We propose a framework of hierarchical contrastive learning in 3D space for feature field optimization. (a) For each input RGB image, we apply (b) 2D hierarchical modeling to get a patch index map and a correlation matrix. During training, we utilize (c) NeRF-based (or mesh-based) rendering pipeline to render features from 3D space and apply hierarchical contrastive learning (d) to the rendered features to optimize the feature field for segmentation.



Interactive Segmentation


We show that our method is capable of interactive 3D segmentation in real-time, including hierarchical inference and multi-object selection.

Interactive hierarchical inference - Replica Room-0



Interactive Multi-object Selection - Tengwang Pavilion



Interactive Multi-object Selection - Replica Room-0




Automatic Discretization


After optimization, the feature in the 3D field can be distilled onto mesh for automatic global segmentation without any human intervention as shown below.

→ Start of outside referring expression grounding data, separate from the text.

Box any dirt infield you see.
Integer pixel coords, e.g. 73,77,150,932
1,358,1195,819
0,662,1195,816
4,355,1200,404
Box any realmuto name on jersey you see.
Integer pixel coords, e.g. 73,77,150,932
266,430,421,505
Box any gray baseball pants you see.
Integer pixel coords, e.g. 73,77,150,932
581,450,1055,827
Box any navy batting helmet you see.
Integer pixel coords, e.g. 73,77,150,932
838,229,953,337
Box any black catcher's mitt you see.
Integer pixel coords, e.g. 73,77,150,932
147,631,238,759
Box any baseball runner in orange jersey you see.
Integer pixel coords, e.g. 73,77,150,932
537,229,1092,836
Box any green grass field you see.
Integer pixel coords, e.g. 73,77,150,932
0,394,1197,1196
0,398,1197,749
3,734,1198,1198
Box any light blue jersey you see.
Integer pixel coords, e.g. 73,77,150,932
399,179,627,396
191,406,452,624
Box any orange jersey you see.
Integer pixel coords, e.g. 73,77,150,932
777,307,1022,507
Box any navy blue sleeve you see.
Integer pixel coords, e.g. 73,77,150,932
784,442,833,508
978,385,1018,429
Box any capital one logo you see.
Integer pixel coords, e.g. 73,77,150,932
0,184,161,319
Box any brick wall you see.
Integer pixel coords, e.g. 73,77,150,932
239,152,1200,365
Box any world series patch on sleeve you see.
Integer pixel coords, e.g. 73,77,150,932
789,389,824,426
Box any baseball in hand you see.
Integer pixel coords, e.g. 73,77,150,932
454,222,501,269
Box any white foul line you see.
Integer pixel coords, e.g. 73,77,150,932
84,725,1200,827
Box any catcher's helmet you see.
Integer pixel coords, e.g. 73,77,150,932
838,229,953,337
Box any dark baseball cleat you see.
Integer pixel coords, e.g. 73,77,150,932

However, Due to the absence of a clear definition for hierarchy levels, there is no assurance that the objects will be segmented at the same level by simply clustering features. To address this issue, text-aligned hierarchical segmentation may be a future direction.



Conclusion


In this paper, we propose OmniSeg3D, an omniversal segmentation method that facilitates holistic understanding of 3D scenes. Leveraging a hierarchical representation and a hierarchical contrastive learning framework, OmniSeg3D effectively transforms inconsistent 2D segmentations into a globally consistent 3D feature field while retaining hierarchical information, which enables correct hierarchical 3D sensing and high-quality object segmentation performance. Besides, variant interactive functionalities including hierarchical inference, multi-object selection, and global discretization are realized, which may further enable downstream applications in the field of 3D data annotation, robotics and virtual reality.